Will High Food Prices Lead to Civil Unrest?
Wholesale food prices like wheat, sugar and vegetable oil have increased by roughly 33% globally since last year, according to the UN's Food and Agriculture Organization. But in some countries, the rising cost of food might be a tipping point – resulting in protests and even war, said Ida Rudolfsen, doctoral researcher at Uppsala University and the Peace Research Institute Oslo.
Creditors will want to keep an eye on emerging social risks in countries already struggling with poverty as food prices continue to skyrocket, with no sign of stabilizing anytime soon.
A shortage of wheat due to drought in major wheat supplying countries, like Argentina and Brazil, are driving up the cost. Farms around the world are struggling to keep up with the little number of crops growing due to a labor shortage. Throw in the high cost to transport food due to expensive oil, and you have barriers at every step from supplier to consumer, Rudolfsen told NPR during an episode of The Indicator from Planet Money podcast.
Increased global hunger has serious consequences that threaten social stability, but only if other conditions are in play, she explained.

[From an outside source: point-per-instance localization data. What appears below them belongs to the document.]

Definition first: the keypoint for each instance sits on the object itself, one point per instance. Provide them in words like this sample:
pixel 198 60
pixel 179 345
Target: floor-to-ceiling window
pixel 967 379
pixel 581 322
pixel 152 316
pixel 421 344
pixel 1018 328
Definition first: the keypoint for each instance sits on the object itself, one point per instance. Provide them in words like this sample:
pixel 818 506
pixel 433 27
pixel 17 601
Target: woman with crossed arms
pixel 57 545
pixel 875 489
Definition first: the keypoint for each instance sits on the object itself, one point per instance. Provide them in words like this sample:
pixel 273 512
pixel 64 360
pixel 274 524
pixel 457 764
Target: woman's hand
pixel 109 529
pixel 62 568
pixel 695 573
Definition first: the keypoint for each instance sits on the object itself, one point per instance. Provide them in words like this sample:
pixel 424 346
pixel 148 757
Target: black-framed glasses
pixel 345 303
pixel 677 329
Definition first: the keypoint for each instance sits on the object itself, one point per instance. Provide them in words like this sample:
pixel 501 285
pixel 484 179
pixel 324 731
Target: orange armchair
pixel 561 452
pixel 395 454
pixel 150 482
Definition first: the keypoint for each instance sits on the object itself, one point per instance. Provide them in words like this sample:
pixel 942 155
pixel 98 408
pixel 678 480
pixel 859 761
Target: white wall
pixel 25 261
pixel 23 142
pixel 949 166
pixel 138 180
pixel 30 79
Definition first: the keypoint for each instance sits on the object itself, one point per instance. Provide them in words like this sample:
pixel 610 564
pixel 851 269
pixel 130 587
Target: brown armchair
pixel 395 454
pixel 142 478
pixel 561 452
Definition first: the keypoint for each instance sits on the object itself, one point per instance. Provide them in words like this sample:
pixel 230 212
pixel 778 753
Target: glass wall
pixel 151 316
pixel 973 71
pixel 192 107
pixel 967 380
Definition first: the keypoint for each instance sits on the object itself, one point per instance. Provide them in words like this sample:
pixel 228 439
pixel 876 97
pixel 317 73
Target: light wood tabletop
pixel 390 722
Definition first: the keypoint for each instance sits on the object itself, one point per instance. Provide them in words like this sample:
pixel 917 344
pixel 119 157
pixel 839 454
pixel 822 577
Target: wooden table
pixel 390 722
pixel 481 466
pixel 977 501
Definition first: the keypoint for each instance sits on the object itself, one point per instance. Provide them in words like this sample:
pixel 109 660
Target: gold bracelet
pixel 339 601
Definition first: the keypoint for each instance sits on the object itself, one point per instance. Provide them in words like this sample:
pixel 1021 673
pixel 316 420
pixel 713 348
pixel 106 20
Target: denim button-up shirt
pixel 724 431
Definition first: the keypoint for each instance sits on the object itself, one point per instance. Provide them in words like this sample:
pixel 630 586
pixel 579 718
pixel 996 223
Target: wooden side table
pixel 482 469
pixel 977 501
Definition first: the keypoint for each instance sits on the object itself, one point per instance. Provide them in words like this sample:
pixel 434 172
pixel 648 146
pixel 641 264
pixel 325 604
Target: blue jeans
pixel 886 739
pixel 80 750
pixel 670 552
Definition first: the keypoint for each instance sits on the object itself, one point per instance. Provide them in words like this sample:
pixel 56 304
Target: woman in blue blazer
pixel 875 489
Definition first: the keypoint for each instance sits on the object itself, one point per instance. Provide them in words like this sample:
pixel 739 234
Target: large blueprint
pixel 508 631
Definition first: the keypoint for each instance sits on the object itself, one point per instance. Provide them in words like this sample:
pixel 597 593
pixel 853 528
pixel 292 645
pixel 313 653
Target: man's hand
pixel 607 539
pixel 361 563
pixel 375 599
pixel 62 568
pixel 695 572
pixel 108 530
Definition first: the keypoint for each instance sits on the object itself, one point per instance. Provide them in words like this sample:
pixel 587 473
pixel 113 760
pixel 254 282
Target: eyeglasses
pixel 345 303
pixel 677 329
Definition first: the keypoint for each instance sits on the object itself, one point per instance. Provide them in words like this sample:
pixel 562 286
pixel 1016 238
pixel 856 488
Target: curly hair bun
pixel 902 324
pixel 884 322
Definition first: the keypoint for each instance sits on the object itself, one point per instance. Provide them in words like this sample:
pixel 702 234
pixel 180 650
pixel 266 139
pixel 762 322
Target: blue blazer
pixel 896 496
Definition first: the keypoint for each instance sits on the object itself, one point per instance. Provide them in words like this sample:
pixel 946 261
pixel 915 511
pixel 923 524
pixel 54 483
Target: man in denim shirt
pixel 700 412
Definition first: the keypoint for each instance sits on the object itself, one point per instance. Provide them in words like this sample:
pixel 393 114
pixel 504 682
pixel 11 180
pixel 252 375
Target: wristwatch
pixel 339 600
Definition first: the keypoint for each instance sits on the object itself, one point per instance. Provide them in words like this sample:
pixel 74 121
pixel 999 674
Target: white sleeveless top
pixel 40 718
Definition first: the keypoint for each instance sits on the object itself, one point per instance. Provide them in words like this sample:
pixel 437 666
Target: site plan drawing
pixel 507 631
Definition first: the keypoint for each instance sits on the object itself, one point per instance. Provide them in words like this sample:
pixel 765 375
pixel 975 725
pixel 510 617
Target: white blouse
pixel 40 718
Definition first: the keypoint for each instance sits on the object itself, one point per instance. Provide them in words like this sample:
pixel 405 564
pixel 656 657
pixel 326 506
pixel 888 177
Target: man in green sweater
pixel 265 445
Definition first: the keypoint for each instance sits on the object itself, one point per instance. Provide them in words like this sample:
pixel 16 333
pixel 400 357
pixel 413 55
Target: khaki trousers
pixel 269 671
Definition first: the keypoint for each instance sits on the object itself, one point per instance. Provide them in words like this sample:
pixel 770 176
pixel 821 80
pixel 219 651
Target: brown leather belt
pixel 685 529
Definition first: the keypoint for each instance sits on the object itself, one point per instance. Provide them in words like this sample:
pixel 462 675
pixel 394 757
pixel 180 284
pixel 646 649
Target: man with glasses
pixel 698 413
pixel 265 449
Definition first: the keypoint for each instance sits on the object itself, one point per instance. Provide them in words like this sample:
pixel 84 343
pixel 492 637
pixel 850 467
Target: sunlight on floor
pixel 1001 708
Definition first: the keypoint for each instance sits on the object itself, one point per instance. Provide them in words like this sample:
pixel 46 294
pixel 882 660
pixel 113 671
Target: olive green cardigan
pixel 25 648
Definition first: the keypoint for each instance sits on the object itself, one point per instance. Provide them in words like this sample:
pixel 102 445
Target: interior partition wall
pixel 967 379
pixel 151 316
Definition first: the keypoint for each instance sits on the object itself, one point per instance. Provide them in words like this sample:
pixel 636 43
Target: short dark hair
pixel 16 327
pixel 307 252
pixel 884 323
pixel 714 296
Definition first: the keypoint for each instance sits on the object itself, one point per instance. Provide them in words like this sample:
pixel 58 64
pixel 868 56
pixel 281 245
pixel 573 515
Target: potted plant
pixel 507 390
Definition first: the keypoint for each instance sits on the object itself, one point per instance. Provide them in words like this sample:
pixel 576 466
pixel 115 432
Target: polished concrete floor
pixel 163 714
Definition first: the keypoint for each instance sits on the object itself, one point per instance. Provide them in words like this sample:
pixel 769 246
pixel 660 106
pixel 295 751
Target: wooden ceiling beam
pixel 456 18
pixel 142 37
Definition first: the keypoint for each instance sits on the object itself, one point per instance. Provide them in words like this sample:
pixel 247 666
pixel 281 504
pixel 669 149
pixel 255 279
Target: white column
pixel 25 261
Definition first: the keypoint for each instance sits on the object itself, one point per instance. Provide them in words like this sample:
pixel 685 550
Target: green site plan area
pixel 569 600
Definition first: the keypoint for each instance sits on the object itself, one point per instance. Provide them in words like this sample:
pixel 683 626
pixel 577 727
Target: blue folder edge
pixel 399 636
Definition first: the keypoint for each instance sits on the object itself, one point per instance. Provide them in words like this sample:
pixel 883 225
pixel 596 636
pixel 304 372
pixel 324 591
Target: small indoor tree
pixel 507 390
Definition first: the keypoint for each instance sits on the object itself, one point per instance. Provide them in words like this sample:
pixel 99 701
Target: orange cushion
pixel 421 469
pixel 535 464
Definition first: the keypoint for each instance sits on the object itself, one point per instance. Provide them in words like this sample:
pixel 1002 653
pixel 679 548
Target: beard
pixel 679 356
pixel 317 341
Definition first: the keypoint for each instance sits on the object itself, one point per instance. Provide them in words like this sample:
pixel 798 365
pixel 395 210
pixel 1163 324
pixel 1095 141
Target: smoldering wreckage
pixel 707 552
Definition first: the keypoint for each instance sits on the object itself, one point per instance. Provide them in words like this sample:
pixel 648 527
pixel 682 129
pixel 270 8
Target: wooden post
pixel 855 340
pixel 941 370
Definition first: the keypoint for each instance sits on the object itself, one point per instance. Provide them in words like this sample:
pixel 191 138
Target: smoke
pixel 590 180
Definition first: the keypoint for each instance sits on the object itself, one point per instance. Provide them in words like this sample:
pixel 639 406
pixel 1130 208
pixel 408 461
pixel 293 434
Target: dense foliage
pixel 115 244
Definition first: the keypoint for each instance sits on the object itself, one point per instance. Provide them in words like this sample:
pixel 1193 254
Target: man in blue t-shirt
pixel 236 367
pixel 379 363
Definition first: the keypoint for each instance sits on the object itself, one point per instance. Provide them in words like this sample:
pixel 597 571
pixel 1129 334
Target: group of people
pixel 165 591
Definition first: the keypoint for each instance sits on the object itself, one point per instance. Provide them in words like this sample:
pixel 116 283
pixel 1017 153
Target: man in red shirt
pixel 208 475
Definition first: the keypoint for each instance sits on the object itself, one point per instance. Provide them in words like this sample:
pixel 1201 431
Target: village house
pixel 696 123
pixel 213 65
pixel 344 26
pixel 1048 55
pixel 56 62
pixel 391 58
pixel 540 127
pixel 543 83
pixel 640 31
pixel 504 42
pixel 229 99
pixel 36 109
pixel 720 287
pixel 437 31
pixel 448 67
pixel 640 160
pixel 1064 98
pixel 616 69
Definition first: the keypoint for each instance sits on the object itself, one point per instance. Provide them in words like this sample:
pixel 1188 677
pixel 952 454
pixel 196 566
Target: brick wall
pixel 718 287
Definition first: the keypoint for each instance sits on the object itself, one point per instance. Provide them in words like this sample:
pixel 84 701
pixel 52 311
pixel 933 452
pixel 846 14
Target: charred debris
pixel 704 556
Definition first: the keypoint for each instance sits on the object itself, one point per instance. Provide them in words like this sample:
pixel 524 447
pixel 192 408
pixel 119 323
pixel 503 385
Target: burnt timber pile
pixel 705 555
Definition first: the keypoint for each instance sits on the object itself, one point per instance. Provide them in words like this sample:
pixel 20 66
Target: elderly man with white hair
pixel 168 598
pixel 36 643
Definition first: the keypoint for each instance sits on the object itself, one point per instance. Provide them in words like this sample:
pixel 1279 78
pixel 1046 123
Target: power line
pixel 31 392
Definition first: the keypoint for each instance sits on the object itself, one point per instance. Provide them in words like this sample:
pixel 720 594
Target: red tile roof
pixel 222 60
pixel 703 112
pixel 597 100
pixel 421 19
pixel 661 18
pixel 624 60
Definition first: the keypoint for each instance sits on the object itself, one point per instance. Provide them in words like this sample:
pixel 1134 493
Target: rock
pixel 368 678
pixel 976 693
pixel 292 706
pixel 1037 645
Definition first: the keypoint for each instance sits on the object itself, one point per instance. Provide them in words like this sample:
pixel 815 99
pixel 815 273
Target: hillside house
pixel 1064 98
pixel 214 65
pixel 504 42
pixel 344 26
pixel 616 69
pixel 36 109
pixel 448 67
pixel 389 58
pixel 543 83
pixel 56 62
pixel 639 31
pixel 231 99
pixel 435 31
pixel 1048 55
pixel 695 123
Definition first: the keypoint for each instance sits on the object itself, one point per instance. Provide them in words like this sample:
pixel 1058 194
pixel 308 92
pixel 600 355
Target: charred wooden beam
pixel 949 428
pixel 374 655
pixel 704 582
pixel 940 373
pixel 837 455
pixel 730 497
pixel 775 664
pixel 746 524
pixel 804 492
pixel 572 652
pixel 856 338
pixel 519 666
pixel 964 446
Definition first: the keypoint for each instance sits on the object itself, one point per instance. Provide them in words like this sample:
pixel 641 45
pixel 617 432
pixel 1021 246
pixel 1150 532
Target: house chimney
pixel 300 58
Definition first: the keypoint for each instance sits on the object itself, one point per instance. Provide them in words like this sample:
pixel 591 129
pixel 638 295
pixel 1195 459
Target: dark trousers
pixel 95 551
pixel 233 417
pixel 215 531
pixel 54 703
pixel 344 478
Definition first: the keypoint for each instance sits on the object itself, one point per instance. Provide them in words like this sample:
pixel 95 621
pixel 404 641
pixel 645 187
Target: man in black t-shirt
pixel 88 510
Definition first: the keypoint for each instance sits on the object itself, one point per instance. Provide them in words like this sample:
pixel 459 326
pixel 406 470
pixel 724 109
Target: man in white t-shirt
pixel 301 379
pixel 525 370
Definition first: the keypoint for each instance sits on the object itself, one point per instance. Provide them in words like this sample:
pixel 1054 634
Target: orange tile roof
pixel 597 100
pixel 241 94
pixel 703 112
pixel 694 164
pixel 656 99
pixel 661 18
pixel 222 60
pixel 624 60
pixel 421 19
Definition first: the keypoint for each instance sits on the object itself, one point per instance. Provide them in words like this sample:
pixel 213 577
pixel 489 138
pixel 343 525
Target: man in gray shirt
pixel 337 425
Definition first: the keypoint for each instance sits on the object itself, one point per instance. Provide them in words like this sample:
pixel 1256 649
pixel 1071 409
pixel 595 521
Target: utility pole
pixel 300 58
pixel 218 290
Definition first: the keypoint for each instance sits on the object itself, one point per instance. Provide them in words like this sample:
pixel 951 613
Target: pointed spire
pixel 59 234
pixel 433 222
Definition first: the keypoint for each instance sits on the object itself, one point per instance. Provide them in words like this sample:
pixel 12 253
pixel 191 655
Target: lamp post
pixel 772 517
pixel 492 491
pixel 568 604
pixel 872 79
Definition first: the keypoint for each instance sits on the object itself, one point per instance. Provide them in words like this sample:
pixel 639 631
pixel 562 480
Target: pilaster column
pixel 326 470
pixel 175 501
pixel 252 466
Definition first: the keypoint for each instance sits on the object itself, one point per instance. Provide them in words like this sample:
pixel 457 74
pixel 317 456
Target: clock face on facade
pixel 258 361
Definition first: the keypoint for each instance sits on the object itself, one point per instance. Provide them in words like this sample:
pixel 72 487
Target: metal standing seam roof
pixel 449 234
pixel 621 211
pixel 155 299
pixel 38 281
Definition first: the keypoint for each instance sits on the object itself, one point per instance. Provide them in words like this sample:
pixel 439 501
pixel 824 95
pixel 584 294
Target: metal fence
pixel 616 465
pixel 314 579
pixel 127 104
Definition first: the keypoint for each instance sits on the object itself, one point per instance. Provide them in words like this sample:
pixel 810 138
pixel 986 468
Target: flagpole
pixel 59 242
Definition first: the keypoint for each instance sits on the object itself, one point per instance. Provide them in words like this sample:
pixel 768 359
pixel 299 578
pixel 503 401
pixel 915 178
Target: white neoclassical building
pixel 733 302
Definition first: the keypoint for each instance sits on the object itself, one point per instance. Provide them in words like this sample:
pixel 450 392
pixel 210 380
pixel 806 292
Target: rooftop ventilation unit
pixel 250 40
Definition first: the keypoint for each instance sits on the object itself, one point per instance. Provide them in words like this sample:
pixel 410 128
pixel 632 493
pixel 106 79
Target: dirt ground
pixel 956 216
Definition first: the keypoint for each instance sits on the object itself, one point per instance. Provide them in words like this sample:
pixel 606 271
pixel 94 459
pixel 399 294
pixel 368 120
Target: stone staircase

Rudolfsen told NPR about four other circumstances that when mixed with high food prices, make a country more susceptible to social unrest.
- 1.Countries that rely almost entirely on imported foods, like Afghanistan.
- 2.Middle income countries like India, Mexico and Columbia that are not the world's poorest but also not the richest.
- 3.Countries with preexisting political issues.
- 4.Nondemocratic countries where there's a food bargain, like Egypt.
Rudolfsen said Egypt meets all four criteria. "Egypt is a very interesting country to look at when it comes to the importance of food because it is part of their social contract with their citizens," she said. "Even though Egypt has authoritarian traits, they assure cheap food. So, when that is not granted, it becomes evidence that [the government is] not able to uphold their part of the bargain."
Other countries Rudolfsen is worried about as food prices increase include Yemen, Syria, Iraq and Afghanistan.